Journal of Legal Education, Vol. 5804, 2009
JOHN MITCHELL, Seattle University
School of Law
ANNE M. ENQUIST, Seattle University School of Law
BRYAN L. ADAMSON, Seattle University School of Law
LISA ELLEN BRODOFF, Seattle University School of Law
MARILYN BERGER, affiliation not provided to SSRN
PAULA LUSTBADER, Seattle University School of Law
January 2008, the authors presented an Open Source program at the National AALS
Conference in which they explored the applicability of cognitive/developmental
theories of play to our work as scholars and teachers. The authors sang,
lectured on theories of play, and involved over 100 law professors in an
exercise in which participant groups employed either visual art or music to
explain the tort concept of "lost chance."

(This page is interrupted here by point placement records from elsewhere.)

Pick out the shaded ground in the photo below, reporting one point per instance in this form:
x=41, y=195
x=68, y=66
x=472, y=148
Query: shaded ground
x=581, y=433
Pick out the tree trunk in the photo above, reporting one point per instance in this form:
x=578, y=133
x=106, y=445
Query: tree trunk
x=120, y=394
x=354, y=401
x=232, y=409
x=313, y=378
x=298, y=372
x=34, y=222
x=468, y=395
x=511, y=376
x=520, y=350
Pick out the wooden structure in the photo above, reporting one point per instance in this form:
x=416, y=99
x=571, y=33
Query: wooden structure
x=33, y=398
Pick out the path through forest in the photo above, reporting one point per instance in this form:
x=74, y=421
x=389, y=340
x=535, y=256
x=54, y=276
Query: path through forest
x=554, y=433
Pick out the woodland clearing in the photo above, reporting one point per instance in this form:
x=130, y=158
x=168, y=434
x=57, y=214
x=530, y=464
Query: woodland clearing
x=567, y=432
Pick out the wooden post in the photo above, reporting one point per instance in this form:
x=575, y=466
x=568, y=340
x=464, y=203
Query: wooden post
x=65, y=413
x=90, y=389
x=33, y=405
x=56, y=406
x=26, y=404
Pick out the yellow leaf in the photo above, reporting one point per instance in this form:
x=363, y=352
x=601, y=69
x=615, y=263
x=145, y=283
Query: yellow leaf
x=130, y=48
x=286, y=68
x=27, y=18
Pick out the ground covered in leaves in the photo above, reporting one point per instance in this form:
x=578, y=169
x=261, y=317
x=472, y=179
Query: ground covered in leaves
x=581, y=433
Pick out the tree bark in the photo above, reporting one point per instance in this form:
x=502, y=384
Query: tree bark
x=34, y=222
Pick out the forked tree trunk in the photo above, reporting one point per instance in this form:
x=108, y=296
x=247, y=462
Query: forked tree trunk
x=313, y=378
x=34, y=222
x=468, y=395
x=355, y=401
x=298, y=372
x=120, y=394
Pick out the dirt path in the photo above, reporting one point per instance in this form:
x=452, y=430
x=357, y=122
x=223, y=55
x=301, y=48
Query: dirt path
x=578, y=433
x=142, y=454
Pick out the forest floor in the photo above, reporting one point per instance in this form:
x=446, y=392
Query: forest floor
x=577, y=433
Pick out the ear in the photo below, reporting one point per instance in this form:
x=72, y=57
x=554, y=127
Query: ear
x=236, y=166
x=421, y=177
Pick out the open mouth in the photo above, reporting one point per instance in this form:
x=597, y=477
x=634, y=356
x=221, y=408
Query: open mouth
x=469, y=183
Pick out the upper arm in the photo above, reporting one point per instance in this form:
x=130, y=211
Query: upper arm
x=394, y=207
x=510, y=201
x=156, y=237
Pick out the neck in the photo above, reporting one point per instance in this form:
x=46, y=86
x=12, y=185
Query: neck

In this article, we build upon that program and present an extensive analysis of the literature on childhood play, focusing on those aspects of the type of "play" which enhances development of creative problem-solving and innovation. We then explore the adult manifestation of this childhood cognitive activity, what John Dewey called a "playful attitude," assessing its implications for our scholarship and teaching. As it turns out, these implications are significant, as we detail in the last two sections of the article where we focus on the nexus between play theory and our work as professors of law.